L’appartenance à un syndicat ne doit pas être un facteur de discrimination en entreprise, notamment lorsqu’il s’agit d’évolution de rémunération. A ce sujet, la Cour de cassation apporte une précision intéressante sur la façon dont une telle discrimination peut (ou non) être caractérisée en examinant le parcours professionnel du salarié.
L’affaire jugée en octobre 2023 oppose un salarié retraité à son ancien employeur, l’entreprise de métallurgie Arcelormittal Méditerranée. Ce salarié se retourne contre son ancien employeur quelques années après sa mise à la retraite. Il s’estime victime de discrimination en raison de son mandat syndical au sein du comité d’entreprise entre 1976 et 1978. En effet, le salarié considère que l’évolution de sa rémunération a été impactée négativement par son mandat syndical. Mais la cour d’appel ne le voit pas de cet œil : le salarié va donc jusqu’en cassation pour tenter de faire valoir sa position.

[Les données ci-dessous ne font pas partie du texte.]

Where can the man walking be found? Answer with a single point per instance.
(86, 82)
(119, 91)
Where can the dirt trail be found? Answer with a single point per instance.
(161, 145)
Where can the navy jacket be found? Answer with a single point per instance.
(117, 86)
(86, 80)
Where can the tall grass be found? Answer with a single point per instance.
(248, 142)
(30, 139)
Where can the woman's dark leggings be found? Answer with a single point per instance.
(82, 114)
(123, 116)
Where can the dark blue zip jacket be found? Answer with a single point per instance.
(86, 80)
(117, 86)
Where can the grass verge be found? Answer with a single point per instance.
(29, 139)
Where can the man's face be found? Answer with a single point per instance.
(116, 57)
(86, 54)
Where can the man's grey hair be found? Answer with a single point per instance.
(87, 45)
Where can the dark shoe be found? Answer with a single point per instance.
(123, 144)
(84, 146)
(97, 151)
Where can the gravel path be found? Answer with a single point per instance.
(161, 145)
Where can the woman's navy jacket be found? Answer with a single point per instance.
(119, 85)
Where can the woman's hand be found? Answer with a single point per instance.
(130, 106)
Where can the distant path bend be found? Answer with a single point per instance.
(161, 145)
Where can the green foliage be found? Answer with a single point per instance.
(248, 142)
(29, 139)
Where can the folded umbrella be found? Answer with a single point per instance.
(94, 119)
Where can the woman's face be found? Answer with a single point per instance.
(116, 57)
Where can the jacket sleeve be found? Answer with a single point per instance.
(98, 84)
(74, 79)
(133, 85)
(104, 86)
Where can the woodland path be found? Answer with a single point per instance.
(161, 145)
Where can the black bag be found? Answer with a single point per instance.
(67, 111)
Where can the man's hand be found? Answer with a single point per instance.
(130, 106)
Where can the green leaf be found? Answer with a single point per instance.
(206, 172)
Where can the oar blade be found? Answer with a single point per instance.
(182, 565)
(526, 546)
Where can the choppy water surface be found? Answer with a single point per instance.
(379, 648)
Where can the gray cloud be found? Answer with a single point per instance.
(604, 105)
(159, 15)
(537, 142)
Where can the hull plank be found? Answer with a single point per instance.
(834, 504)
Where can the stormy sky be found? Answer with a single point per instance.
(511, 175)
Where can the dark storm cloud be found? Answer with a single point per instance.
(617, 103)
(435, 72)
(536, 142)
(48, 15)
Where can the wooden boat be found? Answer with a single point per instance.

La discrimination syndicale doit être établie à partir de situations comparables dans l’entreprise
Pour étayer sa position, le salarié désormais retraité met en avant la lenteur de sa progression dans l’entreprise postérieurement à son mandat syndical. Au cours de ce mandat, il est attesté que le salarié a participé à des grèves en 1976 et 1979. C’est à partir de sa promotion de 1977 que son évolution aurait subi un coup de frein selon lui. Il met en avant le fait qu’il a mis 12 ans à gravir l’échelon suivant (soit en 1989), puis 12 ans supplémentaires pour gravir l’échelon qui suit (soit en 2001). Selon lui, cette lenteur dans la progression de sa carrière est en totale opposition avec l’évolution que les autres salariés de l’entreprise ont connu au même moment. Ceux-ci ont plutôt connu des délais qui oscillent entre 3 et 5 années par échelon.
Face à cela, l’entreprise se prévaut des délais de progression observés dans l’ensemble de la profession. Ces délais y sont beaucoup plus allongés que dans l’entreprise : entre 16 et 24 ans selon les échelons ! La cour d’appel se range derrière cet argument est considère que “on ne peut présumer une discrimination syndicale à partir de la durée passée dans les divers échelons ainsi que le salarié le soutient“.
Toutefois, la Cour de cassation rappelle que ce sont les décisions de l’entreprise uniquement qui sont contestées. Par conséquent, ce sont les statistiques d’évolution de carrière au sein même de l’entreprise qui servent de référence pour savoir si le salarié plaignant a subi une discrimination syndicale :
En statuant ainsi, alors que la comparaison avec l’ancienneté moyenne dans la profession était inopérante dès lors qu’étaient contestées les décisions de l’employeur et que les statistiques de la durée moyenne par coefficient dans l’entreprise, telles qu’établies par l’employeur lui-même, laissaient supposer l’existence d’une discrimination syndicale, la cour d’appel a violé les textes susvisés.
Chambre sociale de la Cour de cassation, pourvoi n° 22-11.698, 18/10/2023
En comparant les délais imposés par l’entreprise au salarié entre deux évolutions d’échelon avec les délais habituellement enregistrés pour les autres salariés, la Cour de cassation considère que les indices d’une discrimination syndicale sont établis. Dès lors, la décision de la cour d’appel qui donnait raison à l’entreprise est cassée et un nouveau jugement doit être rendu pour tenir compte de l’inégalité de traitement dont le salarié retraité a été victime.